The Confederates also might have been overconfident when they launched their last, ill-advised assault on the well-defended east side of the fort three hours later. "It was a stupid attack," said historian Edward G. Longacre, who describes the battle in his 1997 book, "Army of Amateurs."

"They got mowed down."

Lee's losses totaled nearly 200 men killed, wounded or captured, Besch said, but the Confederate leader - nephew of Gen. Robert E. Lee - later changed the numbers to lessen the embarrassment of his defeat. The Union, in contrast, suffered fewer than two dozen casualties - and scored a huge psychological victory for African-American soldiers.

Though tested on several previous occasions, including the September 1863 attack near Charleston, S.C., made famous by the movie "Glory," the U.S. Colored Troops never had defeated the Confederates so decisively or so entirely on their own.

"It had a huge effect on the opinions of the Union's white troops, who previously thought the blacks were suspect," Longacre says.

"The newspapers in the North all wrote big stories praising their performance."

Still, the historic battle remained largely overlooked by 20th-century observers until Besch, working as a consultant for the Civil War Sites Advisory Commission, stumbled on word of the fort's existence several years ago.

Sharing his research with Tyler, the grandson of early 19th-century President John Tyler, he eventually persuaded the history-minded landowner to purchase the property for its protection.

"I didn't realize how steep the walls were until I returned with Besch and started walking through the brush and the briars," said Tyler, who had picked up Minie balls near the site as a youth, he said.

"It's a very impressive fort."

Recent archaeological surveys, which Tyler commissioned soon after his purchase, also have added to the fortification's importance.

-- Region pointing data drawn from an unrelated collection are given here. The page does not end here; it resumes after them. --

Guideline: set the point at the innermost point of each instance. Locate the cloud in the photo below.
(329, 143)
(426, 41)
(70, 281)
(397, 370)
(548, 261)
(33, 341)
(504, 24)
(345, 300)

Conducted by Paul M. Nasca of the College of William and Mary's Center for Archaeological Research, the studies have turned up evidence of several Union encampments areas that, because of their remote location, are unusually well preserved. "This is an extremely significant find," said center Director Dennis B. Blanton, "There are no encampments from the peninsula campaigns that have been thoroughly explored - and most of them have been lost to development or looted by collectors."

Tyler said he hopes to stage re-enactments and public tours of the site once additional archaeological work has been completed.

The Civil War attractions will be offered to the public as part of the tour of his family's famous 18th-century house.

Historian John V. Quarstein, head of the Virginia War Museum in Newport News, praised Tyler's efforts, calling them a model for both historic preservation and the development of cultural tourism on the James River peninsula.